Mr Longworth wrote: “I have a message for the UK’s ‘Team EU’: look at the facts and take these to Barnier. The British people didn’t set the benchmark of a successful Brexit as a trade deal with the EU, they set the measure as to whether we have taken control of our money, borders and laws.
“Anything else is simply not Brexit, but at best Brexit in name only.”
He said it was now up to Prime Minister Theresa May and her Brexit ministers to force through an exit – despite the best efforts of Remainer campaigners.
Mr Longworth concluded: “I doubt Soubry and Umunna et al will acknowledge they were wrong, nor will they ask for the things that will make Brexit a reality.
“These things are too simple and straightforward, and will produce far too good a result for Britain. The fifth column feed off complexity, delay and obfuscation.
“But if they won’t repent and pursue the national interest, it is incumbent upon our Government to cut through the Gordian knot that our enemies have created and get on and deliver Brexit.”
Earlier this week Ms Soubry joked “it’s all sorted, we’re staying” after meeting Mr Barnier.
She rejected claims she was undermining the Government’s official position.
She said: “Both political parties have a number of backbenchers who feel differently from their frontbenches.
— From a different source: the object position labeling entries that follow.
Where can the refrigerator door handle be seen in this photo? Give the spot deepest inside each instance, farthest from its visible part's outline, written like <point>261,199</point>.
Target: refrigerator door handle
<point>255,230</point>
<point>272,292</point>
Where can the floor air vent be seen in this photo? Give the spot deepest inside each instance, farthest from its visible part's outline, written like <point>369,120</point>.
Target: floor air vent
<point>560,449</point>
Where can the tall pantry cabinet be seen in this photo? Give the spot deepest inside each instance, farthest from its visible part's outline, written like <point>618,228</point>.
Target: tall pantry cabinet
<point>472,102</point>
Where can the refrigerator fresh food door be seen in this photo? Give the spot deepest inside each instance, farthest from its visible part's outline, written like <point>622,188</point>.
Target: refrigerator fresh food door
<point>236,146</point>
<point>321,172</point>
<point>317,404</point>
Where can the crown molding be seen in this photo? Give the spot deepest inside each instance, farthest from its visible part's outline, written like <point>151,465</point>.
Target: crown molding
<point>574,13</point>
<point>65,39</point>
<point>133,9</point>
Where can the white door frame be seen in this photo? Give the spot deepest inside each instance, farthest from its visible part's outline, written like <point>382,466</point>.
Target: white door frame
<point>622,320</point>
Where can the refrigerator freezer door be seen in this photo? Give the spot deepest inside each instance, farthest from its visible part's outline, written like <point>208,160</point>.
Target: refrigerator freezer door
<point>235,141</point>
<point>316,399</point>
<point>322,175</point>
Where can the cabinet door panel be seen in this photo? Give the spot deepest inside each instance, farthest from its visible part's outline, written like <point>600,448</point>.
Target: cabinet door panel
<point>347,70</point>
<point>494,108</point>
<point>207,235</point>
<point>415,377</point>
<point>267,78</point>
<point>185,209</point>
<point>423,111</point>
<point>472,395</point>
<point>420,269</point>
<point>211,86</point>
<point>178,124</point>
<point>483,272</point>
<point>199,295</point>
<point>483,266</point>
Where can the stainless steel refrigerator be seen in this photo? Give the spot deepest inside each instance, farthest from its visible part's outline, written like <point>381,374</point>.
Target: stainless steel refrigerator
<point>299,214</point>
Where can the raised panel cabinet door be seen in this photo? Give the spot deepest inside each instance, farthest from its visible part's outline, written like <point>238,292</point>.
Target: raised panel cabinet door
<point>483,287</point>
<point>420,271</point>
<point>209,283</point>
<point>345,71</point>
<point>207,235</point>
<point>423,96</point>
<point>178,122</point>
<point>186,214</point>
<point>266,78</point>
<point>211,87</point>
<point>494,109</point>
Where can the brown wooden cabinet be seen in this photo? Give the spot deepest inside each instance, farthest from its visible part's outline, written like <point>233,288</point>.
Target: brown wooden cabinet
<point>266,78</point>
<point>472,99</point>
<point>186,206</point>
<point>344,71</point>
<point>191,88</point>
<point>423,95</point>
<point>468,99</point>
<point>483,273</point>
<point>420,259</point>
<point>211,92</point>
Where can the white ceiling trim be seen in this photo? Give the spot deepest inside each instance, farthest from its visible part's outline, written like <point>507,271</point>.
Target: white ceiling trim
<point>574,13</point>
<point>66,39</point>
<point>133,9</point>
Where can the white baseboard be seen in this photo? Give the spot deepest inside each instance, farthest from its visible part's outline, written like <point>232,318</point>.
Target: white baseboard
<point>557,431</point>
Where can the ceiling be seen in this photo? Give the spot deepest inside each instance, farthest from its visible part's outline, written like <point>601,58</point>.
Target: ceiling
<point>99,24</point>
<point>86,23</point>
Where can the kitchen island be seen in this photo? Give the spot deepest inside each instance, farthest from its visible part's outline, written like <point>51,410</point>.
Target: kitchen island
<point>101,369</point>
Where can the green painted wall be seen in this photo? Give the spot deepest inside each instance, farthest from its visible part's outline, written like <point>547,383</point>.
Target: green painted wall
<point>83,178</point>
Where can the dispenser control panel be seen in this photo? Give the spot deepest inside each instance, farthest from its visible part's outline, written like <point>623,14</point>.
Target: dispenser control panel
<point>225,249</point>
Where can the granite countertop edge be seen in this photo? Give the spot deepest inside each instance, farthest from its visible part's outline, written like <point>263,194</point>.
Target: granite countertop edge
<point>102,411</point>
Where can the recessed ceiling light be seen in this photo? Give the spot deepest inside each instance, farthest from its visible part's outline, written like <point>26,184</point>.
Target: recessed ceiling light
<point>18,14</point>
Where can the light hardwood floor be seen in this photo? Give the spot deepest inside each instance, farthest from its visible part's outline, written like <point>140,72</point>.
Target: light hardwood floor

It’s important that when we come and talk to people that they understand the peculiarities of British politics. Brexit has always divided and also united different groups within the two main parties.
“We have got to be realistic as a nation about all this. It doesn’t mean we can’t be ambitious, and that’s what I’m concerned about is how realistic we’re being as a country. And if we’re not being given the full picture by our government that’s really important.”